Linux

How to Use a USB Drive in Linux: A Complete Guide

This guide will help you confidently work with USB drives on any Linux-based system. You'll learn how to locate the device, mount it correctly, copy data, safely eject it, and troubleshoot common permission and filesystem issues.

Updated at February 16, 2026
10-15 min
Easy
FixPedia Team
Применимо к:Ubuntu 22.04+Debian 11+Fedora 35+Arch Linux

Introduction / Why This Is Needed

Working with external storage is a basic skill for any Linux user. Unlike Windows or macOS, Linux often does not mount USB drives automatically, especially if they use an uncommon filesystem (like NTFS from Windows). This guide explains how to manually connect, use, and safely eject any USB flash drive or disk, as well as solve common problems you might encounter.

After completing these steps, you will be able to:

  • Connect USB drives with any common filesystem (FAT32, exFAT, NTFS, ext4).
  • Configure permissions for a regular user.
  • Format drives for specific tasks.
  • Safely remove devices without risking data loss.

Requirements / Preparation

Before you begin, ensure:

  1. You have administrator privileges (sudo) to execute mount and format commands.
  2. For working with NTFS filesystems, install the ntfs-3g package:
    • Ubuntu/Debian: sudo apt install ntfs-3g
    • Fedora: sudo dnf install ntfs-3g
    • Arch: sudo pacman -S ntfs-3g
  3. For exFAT (the optimal choice for cross-platform compatibility), install exfat-utils and exfat-fuse:
    • Ubuntu/Debian: sudo apt install exfat-fuse exfat-utils
    • Fedora: sudo dnf install exfat-utils fuse-exfat
    • Arch: sudo pacman -S exfat-utils
  4. The USB drive is physically connected to the computer.

Step-by-Step Guide

Step 1: Identify the Device and Its Partition

First, you need to see how the system recognizes your drive. Plug in the flash drive and run in the terminal:

lsblk

You will see a table similar to this:

NAME   MAJ:MIN RM   SIZE RO TYPE MOUNTPOINT
sda      8:0    0 238,5G  0 disk 
├─sda1   8:1    0   512M  0 part /boot/efi
└─sda2   8:2    0   238G  0 part /
sdb      8:16   1  14,9G  0 disk 
└─sdb1   8:17   1  14,9G  0 part /media/user/FLASH
sr0     11:0    1  1024M  0 rom  

Look for the device with a size matching your flash drive. Usually it's sdb, sdc, etc. (the main disk is sda). The partition is the entry with the same name but with a number (e.g., sdb1). Pay attention to MOUNTPOINT—if it's already present, the flash drive is already mounted.

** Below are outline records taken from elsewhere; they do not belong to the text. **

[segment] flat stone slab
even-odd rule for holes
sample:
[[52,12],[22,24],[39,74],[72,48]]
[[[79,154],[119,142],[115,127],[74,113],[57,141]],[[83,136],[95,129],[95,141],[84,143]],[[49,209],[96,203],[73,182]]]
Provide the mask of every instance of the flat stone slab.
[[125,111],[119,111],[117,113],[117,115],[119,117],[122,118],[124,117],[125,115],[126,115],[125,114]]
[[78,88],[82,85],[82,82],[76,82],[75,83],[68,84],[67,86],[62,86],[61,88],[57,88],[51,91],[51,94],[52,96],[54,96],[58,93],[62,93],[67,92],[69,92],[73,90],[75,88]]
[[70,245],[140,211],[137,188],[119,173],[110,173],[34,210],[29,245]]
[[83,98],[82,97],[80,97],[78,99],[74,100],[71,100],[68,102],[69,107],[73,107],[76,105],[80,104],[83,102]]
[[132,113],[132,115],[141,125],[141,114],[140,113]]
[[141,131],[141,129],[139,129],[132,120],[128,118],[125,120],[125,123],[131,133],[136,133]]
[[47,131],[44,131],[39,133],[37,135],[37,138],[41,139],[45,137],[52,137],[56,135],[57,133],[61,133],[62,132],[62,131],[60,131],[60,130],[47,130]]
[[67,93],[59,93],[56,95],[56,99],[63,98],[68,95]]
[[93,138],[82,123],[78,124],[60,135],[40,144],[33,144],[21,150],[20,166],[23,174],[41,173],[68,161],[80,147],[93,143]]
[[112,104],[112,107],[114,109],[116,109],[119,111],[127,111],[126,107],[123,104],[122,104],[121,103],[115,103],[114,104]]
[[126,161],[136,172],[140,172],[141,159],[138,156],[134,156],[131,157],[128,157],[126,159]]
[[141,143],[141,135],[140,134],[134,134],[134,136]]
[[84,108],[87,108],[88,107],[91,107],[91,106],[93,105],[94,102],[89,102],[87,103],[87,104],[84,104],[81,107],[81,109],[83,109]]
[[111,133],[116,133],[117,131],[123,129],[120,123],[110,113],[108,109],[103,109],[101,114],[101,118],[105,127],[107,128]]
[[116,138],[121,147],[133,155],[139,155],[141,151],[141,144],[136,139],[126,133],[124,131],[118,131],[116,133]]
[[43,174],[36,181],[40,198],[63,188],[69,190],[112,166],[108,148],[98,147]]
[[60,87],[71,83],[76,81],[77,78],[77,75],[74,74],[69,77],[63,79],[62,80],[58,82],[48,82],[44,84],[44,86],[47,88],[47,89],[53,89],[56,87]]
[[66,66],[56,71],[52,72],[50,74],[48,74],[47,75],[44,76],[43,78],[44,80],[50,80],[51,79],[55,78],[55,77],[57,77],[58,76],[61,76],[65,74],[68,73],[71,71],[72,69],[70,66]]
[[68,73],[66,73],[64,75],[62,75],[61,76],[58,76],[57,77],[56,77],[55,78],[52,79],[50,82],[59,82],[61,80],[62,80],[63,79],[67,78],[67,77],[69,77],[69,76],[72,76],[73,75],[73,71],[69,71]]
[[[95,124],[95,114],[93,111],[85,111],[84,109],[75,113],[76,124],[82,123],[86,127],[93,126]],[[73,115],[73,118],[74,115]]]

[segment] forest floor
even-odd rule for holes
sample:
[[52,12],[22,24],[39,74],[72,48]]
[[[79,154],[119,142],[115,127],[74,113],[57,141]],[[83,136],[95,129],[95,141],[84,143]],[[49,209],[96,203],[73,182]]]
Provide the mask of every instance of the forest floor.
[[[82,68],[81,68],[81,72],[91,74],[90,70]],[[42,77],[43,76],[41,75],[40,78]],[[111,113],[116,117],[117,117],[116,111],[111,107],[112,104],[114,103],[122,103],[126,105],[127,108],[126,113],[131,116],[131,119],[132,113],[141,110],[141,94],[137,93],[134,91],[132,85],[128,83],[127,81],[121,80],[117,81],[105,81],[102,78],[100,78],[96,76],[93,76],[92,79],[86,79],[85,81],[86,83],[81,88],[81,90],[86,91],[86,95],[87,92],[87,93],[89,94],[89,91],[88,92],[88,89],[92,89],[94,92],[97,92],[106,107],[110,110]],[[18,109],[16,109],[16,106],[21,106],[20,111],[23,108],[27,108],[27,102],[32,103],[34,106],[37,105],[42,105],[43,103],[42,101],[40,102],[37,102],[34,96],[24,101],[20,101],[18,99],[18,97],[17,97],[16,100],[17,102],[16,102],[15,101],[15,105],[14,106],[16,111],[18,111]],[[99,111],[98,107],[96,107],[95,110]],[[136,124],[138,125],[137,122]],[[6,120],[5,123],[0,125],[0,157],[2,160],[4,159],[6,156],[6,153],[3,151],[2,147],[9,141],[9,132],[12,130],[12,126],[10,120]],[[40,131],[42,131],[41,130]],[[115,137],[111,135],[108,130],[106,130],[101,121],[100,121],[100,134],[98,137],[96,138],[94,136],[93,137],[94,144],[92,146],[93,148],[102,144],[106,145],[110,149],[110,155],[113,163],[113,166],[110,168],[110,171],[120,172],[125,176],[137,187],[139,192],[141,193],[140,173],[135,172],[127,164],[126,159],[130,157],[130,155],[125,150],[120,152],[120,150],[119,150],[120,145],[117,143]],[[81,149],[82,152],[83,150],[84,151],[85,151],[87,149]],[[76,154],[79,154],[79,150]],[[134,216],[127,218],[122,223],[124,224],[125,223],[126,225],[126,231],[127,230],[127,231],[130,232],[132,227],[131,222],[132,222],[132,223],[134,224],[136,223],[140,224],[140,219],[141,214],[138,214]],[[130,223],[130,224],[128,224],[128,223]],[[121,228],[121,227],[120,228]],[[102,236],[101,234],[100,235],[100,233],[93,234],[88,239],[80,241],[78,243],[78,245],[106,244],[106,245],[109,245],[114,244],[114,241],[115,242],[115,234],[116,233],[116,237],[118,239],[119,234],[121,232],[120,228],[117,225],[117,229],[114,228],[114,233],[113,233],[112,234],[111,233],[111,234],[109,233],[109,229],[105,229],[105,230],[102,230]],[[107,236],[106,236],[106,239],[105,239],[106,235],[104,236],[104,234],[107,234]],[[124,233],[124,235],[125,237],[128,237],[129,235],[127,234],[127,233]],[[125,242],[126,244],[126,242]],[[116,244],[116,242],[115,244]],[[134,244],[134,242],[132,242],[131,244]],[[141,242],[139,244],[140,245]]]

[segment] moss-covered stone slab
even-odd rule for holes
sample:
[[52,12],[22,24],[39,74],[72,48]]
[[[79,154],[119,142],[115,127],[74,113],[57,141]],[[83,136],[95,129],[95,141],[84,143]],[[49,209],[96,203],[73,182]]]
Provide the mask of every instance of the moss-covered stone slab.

💡 Tip: If lsblk didn't show your flash drive, try sudo fdisk -l for a more detailed list of all disks. If the device isn't visible at all, check the cable or USB port.

Step 2: Create a Mount Point

A mount point is just a regular folder in your filesystem through which you will access the drive's files. Create it in /media (the standard location) or in your home directory (~/).

sudo mkdir -p /media/usb

Or, if you want to mount in your home directory without sudo:

mkdir -p ~/usb_drive

Step 3: Mount the Device

This is the key step. The mount command links the drive's partition to the mount point.

Basic option (FAT32/exFAT, auto-detection):

sudo mount /dev/sdb1 /media/usb

Option with specifying the filesystem (if auto-detection fails):

sudo mount -t ntfs /dev/sdb1 /media/usb

Replace ntfs with exfat, vfat (FAT32), or ext4 depending on your filesystem.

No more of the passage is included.